Basse-Saxe : Des réformes décevantes dans le droit de la chasse
La Fédération allemande de protection des animaux et son association cantonale de protection des animaux de Basse-Saxe critiquent le fait que, dans le cadre de la révision de la loi sur la chasse de Basse-Saxe, des exigences essentielles en matière de protection animale ont été édulcorées.
C'est ce que montre le document de points clés récemment publié par le ministère de l'Agriculture de Basse-Saxe, qui présente les principales propositions de modification de la loi, ainsi que le communiqué de presse du groupe parlementaire SPD au Landtag.
Ce document constitue la base du projet de loi et de la procédure législative qui s'ensuit.

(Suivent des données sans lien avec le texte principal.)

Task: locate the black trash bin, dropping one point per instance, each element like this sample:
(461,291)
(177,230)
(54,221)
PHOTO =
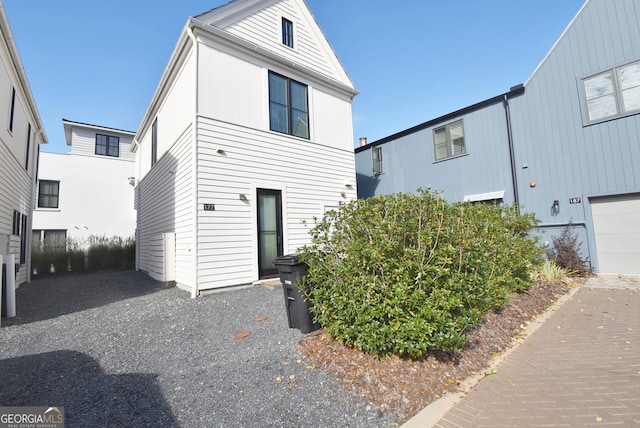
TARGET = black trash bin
(3,281)
(292,272)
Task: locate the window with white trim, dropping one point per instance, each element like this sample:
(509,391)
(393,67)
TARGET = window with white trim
(376,158)
(613,93)
(287,32)
(448,140)
(48,194)
(107,145)
(288,106)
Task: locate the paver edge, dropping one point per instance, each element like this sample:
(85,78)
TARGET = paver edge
(431,414)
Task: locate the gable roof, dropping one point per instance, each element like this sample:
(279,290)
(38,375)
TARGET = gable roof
(258,22)
(225,24)
(70,124)
(553,48)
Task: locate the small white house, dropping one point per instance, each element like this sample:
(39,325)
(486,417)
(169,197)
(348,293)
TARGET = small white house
(88,191)
(248,134)
(21,134)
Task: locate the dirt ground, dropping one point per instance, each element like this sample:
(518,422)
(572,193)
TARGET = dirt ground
(405,387)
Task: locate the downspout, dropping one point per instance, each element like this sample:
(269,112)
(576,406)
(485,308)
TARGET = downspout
(514,179)
(194,290)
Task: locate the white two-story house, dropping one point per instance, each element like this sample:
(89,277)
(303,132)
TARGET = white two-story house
(21,134)
(87,192)
(248,134)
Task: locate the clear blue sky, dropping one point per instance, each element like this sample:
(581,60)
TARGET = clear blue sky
(99,62)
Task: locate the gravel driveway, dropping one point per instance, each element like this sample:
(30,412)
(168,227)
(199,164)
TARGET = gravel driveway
(119,349)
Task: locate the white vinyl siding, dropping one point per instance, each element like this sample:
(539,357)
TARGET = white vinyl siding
(18,184)
(310,48)
(165,205)
(310,177)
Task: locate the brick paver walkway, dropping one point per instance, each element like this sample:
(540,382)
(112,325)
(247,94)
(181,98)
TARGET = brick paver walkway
(580,368)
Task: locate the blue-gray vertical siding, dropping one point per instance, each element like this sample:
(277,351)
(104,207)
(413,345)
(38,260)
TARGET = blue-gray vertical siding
(409,161)
(557,155)
(566,157)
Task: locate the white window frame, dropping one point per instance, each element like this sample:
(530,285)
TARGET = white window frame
(377,160)
(450,144)
(616,96)
(287,41)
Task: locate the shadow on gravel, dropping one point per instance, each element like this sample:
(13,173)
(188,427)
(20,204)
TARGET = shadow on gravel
(90,397)
(55,296)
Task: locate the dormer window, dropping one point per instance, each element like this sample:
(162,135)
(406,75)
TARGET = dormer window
(107,145)
(287,32)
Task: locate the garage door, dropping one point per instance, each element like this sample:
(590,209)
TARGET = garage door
(616,223)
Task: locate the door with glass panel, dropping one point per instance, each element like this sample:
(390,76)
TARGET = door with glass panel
(269,231)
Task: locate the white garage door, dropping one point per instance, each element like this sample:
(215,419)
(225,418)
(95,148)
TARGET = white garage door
(616,223)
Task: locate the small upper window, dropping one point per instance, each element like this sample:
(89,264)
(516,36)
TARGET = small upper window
(287,32)
(288,106)
(448,141)
(613,93)
(376,157)
(48,193)
(107,145)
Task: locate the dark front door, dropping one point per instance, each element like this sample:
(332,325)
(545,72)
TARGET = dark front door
(269,231)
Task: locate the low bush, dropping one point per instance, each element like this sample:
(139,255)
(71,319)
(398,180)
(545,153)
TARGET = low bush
(550,271)
(405,274)
(565,252)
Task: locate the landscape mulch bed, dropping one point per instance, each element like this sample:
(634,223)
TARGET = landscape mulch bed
(403,386)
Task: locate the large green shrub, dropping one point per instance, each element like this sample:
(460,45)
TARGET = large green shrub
(408,273)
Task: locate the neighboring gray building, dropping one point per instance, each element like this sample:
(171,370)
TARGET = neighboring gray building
(565,145)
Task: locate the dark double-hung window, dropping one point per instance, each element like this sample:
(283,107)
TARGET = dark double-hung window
(613,93)
(48,194)
(288,106)
(107,145)
(287,32)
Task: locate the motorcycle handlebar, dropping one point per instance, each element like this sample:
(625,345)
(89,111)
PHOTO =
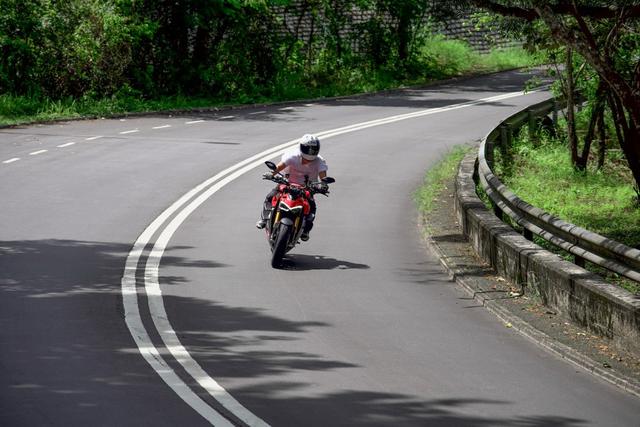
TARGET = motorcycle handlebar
(311,186)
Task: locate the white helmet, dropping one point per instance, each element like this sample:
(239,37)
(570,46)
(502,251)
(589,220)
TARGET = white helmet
(309,147)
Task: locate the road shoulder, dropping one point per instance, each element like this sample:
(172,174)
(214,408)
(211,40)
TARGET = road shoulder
(523,313)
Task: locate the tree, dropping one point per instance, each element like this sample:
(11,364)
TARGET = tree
(605,34)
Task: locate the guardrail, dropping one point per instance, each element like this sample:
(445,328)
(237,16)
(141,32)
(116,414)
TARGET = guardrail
(583,244)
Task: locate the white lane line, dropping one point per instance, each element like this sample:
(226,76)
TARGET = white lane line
(151,273)
(145,345)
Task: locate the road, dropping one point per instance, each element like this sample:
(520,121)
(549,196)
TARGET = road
(135,289)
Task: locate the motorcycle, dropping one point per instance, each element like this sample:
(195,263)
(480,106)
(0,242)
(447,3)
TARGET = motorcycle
(290,206)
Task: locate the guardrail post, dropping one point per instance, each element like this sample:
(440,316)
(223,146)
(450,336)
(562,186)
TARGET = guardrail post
(497,211)
(527,234)
(533,132)
(506,136)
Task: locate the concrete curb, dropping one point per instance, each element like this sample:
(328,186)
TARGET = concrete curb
(536,336)
(457,259)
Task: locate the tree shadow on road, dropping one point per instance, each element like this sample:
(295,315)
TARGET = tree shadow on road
(318,262)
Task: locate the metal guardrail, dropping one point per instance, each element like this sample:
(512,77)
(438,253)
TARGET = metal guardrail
(583,244)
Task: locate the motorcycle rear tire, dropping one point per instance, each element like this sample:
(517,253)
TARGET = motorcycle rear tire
(280,246)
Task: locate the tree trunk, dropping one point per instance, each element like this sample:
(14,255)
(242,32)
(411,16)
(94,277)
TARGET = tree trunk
(629,137)
(571,120)
(602,149)
(588,139)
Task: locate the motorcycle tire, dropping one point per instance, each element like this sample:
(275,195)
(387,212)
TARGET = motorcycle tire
(280,245)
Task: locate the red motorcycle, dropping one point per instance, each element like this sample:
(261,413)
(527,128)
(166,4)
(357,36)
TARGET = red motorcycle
(290,206)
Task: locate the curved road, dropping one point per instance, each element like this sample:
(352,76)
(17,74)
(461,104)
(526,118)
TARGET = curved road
(135,290)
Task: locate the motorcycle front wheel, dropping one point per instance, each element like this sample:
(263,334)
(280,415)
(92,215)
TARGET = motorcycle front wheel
(280,245)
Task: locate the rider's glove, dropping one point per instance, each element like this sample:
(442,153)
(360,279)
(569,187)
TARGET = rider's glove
(322,187)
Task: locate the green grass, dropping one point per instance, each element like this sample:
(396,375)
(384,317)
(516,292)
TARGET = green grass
(439,59)
(600,201)
(436,178)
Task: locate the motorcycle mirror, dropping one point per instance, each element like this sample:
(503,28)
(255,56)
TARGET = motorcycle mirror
(271,165)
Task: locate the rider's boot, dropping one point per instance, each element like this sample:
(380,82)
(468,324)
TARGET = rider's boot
(264,217)
(308,225)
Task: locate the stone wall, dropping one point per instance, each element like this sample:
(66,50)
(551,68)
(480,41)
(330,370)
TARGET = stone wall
(300,21)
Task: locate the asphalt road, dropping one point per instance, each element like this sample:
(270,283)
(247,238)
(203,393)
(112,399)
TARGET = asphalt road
(117,311)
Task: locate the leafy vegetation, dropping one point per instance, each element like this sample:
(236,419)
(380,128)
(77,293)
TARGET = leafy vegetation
(320,81)
(603,200)
(436,178)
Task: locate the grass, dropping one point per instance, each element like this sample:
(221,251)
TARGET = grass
(602,201)
(438,59)
(436,178)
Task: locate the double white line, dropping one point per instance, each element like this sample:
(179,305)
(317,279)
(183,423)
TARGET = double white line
(178,212)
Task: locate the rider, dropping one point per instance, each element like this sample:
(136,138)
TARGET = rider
(299,162)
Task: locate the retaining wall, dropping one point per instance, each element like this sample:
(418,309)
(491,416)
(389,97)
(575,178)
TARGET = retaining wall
(572,291)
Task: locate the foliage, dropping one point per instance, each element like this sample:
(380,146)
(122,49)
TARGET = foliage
(436,178)
(602,201)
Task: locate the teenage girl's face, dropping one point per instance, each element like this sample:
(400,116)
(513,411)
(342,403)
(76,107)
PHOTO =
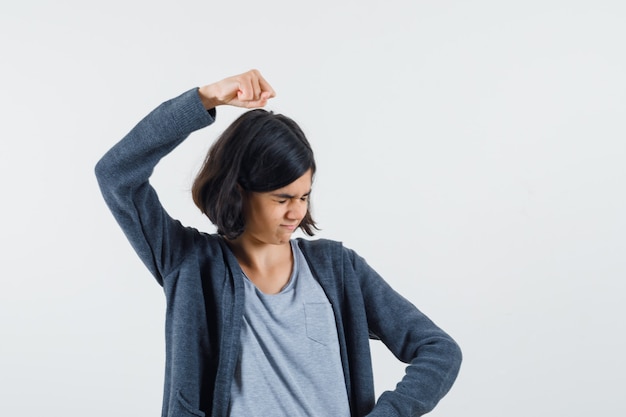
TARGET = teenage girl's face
(273,216)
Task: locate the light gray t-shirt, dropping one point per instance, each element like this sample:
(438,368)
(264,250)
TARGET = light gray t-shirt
(289,363)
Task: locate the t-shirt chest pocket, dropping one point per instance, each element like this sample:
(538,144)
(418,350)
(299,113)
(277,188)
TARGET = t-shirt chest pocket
(319,321)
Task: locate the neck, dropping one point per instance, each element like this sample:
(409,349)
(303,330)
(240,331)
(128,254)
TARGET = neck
(267,266)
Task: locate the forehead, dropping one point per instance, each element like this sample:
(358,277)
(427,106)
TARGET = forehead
(298,188)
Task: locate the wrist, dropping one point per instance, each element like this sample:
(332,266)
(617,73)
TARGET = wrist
(208,97)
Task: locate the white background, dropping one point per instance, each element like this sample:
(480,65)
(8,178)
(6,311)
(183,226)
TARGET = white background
(473,151)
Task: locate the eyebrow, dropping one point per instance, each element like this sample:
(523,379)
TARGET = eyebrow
(289,196)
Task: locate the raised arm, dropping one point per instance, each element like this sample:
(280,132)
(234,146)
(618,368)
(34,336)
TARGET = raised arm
(123,172)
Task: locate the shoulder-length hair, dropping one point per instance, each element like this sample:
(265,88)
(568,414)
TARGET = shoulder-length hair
(259,152)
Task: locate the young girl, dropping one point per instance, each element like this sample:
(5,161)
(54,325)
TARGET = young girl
(258,323)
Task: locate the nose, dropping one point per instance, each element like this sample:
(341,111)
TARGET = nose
(297,209)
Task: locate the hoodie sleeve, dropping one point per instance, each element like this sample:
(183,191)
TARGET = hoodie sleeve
(123,176)
(434,358)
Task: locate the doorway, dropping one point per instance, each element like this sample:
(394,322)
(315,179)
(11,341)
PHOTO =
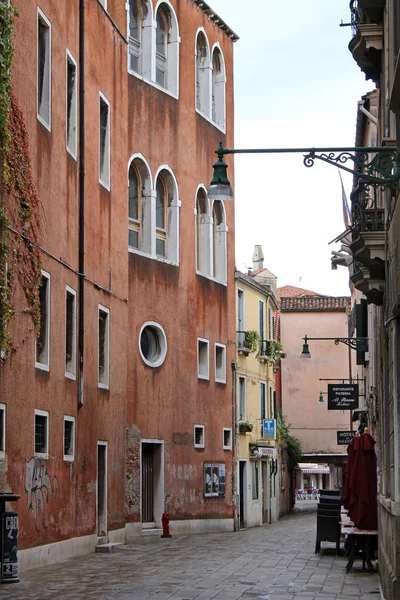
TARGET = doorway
(242,494)
(101,489)
(152,483)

Des points relatifs à la protection animale édulcorés
«Dans la version finale du document de points clés, tous les aspects relatifs à la protection animale ont été édulcorés. Même l'abattage de chats vivant en liberté reste autorisé. Ce document est une déception, d'autant que la fédération des chasseurs du Land n'a avancé aucun argument convaincant s'opposant aux modifications pourtant initialement prévues», commente James Brückner, responsable du département faune sauvage à la Fédération allemande de protection des animaux.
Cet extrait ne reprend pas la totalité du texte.